Friday Cost Peter His Pride Peter, Peter, Peter. Peter was Jesus closest friend, one of the first of the 12. It was Pete that Jesus confined in, it was Peter who walked on the water with Jesus, it was Peter’s Mother in Law who Jesus healed. Peter was there from the beginning and as the end of the story was drawing near, when Jesus celebrated the Passover with the twelve it was Peter who vowed that he would be there at the end. That he would never deny Christ and that he would willing give up his life in defence of his best friend.
But Jesus had never asked Peter to die for him, he had simply asked Peter to live for him, and at the end of the day Peter did neither.
If you don’t know the story Peter, has three opportunities to acknowledge his relationship with Jesus. And three times Peter denies that he even knows who Jesus is. And as Peter denies his best friend for the third time he turns and looks into the eyes of that very friend.
And he saw everything that he had learned and everything he had witnessed over the past three years washed away. How could he ever be more than a fisherman after what had happened? How could he be forgiven? How could he ever speak the name again of the one who he denied in his greatest time of need?
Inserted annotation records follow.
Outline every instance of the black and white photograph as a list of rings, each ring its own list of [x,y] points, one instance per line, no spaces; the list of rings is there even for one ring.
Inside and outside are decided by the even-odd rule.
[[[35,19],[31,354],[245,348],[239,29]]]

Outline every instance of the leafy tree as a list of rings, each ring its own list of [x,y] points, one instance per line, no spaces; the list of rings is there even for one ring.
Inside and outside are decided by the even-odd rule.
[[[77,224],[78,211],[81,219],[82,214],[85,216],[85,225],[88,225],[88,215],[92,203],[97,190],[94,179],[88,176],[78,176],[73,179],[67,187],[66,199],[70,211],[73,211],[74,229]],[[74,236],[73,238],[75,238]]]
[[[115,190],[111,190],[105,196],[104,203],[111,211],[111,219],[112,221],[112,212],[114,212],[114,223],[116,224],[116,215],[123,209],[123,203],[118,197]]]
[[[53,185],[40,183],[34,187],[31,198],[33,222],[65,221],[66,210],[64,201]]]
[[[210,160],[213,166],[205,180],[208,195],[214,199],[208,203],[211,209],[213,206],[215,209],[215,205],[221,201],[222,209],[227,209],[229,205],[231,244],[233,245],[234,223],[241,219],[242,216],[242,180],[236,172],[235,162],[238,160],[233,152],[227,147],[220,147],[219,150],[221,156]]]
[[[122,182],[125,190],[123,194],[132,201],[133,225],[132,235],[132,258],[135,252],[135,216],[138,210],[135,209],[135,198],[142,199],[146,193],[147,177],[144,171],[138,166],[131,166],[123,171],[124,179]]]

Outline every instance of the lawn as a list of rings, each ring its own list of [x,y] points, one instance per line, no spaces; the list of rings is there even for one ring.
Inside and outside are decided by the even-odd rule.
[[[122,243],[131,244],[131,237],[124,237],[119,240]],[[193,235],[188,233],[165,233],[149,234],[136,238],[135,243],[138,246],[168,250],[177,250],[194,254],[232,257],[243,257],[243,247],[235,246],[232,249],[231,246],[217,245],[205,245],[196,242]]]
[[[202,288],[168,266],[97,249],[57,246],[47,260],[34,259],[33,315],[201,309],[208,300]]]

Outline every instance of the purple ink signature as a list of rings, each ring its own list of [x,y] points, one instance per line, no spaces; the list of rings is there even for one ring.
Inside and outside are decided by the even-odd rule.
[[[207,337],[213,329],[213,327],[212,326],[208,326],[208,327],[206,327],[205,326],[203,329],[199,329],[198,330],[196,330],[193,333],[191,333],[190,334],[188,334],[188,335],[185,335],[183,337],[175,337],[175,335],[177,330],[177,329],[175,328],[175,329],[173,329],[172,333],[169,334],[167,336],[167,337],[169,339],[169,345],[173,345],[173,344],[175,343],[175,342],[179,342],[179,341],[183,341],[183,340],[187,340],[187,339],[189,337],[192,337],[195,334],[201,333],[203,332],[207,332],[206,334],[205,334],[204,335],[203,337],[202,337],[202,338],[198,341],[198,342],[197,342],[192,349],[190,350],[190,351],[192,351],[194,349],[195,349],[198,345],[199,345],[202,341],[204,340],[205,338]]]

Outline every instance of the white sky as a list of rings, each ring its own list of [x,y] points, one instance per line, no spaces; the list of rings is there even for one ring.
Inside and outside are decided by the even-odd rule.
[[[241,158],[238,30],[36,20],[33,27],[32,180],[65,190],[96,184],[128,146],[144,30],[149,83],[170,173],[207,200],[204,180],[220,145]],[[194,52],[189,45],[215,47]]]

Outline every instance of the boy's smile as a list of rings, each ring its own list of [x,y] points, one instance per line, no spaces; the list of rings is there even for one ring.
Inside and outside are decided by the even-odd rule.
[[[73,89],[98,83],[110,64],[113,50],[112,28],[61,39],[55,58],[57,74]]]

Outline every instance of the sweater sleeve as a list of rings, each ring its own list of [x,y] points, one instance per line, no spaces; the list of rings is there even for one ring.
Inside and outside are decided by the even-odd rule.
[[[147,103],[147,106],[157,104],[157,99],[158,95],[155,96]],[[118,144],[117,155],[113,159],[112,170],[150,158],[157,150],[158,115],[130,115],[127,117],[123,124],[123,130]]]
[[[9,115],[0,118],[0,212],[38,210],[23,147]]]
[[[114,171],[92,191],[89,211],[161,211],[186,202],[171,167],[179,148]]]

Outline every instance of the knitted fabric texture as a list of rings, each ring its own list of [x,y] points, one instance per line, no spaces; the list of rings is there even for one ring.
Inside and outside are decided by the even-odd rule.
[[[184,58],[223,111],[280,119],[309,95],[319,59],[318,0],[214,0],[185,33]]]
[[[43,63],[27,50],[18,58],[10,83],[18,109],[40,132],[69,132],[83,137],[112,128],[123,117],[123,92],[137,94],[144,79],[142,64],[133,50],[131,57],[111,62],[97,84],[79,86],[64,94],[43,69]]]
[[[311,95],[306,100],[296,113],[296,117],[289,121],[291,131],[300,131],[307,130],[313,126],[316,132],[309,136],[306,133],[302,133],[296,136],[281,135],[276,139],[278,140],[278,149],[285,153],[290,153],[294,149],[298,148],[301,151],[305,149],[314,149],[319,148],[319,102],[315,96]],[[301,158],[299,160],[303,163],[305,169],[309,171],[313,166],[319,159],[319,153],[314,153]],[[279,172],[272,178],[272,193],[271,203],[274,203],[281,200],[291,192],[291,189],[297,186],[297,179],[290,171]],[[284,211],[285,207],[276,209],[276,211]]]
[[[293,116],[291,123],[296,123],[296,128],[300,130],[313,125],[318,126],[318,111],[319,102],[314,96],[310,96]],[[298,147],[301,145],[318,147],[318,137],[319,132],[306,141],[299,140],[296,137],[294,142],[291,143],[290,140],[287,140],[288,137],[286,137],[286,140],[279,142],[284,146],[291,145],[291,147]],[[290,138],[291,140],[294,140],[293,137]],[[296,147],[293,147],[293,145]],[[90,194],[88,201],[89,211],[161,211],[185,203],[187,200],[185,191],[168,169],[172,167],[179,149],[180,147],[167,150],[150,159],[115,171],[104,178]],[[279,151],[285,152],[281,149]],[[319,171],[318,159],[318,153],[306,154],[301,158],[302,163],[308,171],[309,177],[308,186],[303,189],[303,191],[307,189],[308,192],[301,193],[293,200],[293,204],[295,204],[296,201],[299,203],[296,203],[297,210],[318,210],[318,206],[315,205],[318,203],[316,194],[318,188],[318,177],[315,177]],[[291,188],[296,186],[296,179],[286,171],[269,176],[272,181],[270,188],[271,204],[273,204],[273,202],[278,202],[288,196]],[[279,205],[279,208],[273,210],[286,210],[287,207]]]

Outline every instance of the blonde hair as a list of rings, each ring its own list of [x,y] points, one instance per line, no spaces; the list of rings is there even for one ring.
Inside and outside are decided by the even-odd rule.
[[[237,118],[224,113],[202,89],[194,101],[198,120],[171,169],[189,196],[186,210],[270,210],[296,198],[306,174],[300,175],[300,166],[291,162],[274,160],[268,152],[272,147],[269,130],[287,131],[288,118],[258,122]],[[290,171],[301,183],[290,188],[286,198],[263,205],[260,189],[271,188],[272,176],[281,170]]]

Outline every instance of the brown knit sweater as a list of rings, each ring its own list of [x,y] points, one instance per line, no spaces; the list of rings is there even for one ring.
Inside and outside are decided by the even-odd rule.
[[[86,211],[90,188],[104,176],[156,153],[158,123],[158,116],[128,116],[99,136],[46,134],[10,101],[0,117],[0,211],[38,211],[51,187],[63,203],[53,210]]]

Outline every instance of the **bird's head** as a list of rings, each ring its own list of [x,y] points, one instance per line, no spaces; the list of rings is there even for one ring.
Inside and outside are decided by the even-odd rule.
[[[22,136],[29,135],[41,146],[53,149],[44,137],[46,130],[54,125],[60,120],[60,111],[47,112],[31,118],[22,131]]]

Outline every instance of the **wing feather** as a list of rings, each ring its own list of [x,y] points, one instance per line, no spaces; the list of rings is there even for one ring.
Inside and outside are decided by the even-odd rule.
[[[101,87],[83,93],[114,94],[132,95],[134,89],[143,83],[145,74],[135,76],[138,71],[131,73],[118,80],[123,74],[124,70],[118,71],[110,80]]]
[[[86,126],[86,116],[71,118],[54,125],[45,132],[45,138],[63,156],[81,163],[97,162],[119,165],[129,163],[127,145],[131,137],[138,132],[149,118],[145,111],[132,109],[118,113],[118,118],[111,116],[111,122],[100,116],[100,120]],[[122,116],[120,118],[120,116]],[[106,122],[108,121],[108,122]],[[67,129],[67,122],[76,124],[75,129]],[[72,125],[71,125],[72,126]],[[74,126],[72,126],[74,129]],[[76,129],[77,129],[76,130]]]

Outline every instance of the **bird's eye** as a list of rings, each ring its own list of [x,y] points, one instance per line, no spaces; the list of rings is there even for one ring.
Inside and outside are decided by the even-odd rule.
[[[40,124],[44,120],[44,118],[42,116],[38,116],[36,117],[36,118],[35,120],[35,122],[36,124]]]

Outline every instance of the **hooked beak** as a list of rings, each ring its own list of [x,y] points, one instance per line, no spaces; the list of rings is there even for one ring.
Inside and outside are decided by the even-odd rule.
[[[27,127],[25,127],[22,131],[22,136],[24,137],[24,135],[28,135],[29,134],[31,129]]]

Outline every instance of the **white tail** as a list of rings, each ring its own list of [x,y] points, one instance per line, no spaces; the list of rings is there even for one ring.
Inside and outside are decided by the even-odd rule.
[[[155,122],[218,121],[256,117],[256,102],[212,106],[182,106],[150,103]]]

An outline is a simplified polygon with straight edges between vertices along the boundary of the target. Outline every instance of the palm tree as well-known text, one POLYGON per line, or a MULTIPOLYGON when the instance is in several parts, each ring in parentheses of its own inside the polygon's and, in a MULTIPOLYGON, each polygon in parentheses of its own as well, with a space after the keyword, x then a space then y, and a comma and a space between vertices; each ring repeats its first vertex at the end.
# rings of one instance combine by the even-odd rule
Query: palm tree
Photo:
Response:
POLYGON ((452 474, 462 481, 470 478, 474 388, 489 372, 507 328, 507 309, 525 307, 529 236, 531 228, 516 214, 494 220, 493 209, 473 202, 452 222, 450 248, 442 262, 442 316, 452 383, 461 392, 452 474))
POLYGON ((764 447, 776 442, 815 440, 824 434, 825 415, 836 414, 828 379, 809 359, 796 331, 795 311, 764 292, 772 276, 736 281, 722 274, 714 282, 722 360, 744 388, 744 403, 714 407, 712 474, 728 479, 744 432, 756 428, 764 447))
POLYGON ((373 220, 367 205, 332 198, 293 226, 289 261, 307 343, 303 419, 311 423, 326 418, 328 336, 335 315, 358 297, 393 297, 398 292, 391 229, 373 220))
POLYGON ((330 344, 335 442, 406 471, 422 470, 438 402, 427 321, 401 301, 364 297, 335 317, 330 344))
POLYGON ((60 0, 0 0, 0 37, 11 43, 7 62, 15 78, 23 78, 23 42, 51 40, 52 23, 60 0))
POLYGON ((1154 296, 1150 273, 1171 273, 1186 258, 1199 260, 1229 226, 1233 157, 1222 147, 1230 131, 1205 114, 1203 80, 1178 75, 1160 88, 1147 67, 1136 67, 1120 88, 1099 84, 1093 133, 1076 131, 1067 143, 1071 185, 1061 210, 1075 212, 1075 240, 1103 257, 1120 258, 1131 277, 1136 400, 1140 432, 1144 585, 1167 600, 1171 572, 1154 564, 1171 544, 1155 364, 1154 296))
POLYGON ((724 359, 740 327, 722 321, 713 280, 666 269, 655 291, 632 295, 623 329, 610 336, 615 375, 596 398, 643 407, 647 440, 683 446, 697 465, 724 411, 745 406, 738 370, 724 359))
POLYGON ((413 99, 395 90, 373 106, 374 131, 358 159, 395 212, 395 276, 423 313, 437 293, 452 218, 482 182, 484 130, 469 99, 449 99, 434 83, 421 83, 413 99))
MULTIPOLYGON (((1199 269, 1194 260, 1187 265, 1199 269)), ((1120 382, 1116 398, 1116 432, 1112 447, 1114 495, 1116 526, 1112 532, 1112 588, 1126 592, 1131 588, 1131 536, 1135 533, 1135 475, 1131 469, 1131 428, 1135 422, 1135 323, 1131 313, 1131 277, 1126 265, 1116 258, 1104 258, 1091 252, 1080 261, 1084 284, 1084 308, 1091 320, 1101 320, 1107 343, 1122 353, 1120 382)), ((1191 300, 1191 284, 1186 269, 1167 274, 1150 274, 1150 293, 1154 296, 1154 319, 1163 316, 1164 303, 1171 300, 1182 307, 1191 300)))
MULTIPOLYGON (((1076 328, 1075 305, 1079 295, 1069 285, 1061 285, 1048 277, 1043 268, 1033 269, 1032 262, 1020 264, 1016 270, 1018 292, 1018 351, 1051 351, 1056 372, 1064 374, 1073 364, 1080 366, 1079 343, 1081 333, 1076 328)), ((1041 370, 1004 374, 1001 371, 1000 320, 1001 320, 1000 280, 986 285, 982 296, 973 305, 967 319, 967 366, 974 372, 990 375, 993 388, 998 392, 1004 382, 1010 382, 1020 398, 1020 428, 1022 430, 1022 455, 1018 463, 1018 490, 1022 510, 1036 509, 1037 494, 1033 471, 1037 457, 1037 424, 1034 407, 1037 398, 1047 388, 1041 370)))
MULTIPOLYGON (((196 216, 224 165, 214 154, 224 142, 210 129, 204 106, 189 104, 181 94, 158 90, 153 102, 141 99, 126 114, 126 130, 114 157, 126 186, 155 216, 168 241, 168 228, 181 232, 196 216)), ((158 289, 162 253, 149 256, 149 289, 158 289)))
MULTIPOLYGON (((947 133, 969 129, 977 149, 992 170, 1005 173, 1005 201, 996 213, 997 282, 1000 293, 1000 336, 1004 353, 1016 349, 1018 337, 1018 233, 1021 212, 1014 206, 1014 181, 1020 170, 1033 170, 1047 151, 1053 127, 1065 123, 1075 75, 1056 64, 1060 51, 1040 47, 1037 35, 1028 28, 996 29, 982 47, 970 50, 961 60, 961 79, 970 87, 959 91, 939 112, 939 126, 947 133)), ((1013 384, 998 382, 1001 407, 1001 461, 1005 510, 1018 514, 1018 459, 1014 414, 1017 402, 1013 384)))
And so Peter was a very different man at the end of the Friday than he was on Thursday when he pulled out a sword and attempted to take on the entire group who had come to arrest Jesus.
I’m sure the question was burning deep in Peter’s heart; What must Jesus think of me?
And so on Friday Peter represents every one of us who has ever failed in our Christian walk, who has ever denied Christ by our actions and feels deep within our hearts that we can never face Jesus again.
Friday Cost Jerusalem its Future On Sunday I spoke about Jesus weeping over the people of Jerusalem. The incident is recorded in Luke 19:41-44 But as they came closer to Jerusalem and Jesus saw the city ahead, he began to weep. “How I wish today that you of all people would understand the way to peace. But now it is too late, and peace is hidden from your eyes. Before long your enemies will build ramparts against your walls and encircle you and close in on you from every side. They will crush you into the ground, and your children with you. Your enemies will not leave a single stone in place, because you did not accept your opportunity for salvation.”
The gospel tell us that one of the fears that sparked the religious authorities to have Jesus arrested and killed was a fear of the Romans. They were afraid of how the occupying army would view this popular young preacher and how they might react.
Forty years later their worst fears were realized when the Roman armies destroyed the city of Jerusalem. And when Jesus prophesized about that event he lays the blame at the feet of those who had rejected him. And while that seems harsh it goes back to what happens tomorrow reflects the choices we make today. And on that Friday afternoon 2000 years ago Jerusalem choose to reject the one who had come to bring peace.
History tells us when Titus the Roman General who led the destruction of Jerusalem was offered the victor’s wreath he declined the honour saying that he had simply served as an instrument for the wrath of God.
So understand that Jerusalem becomes an analogy for those who would reject Christ. Jesus is not “a way” to God, Jesus is “The Way” to God. That is why he told his followers in John 14:6 Jesus told him, “I am the way, the truth, and the life. No one can come to the Father except through me.” Who can come to the Father by a route other than Jesus? According to Jesus no one.
And that broke Jesus’ heart, the reality that the very ones who he gave his life for would reject the grace that he had to offer.
And so as we gather to remember this morning we remember the cost of that Friday morning almost 2000 years ago, a morning that cost the Father his Son, cost the Son his Life, cost Peter his Pride and cost those who rejected Jesus their future.
And today is Friday, but Sunday is coming as we celebrate not the cost of the crucifixion but the generous gifts of the Resurrection.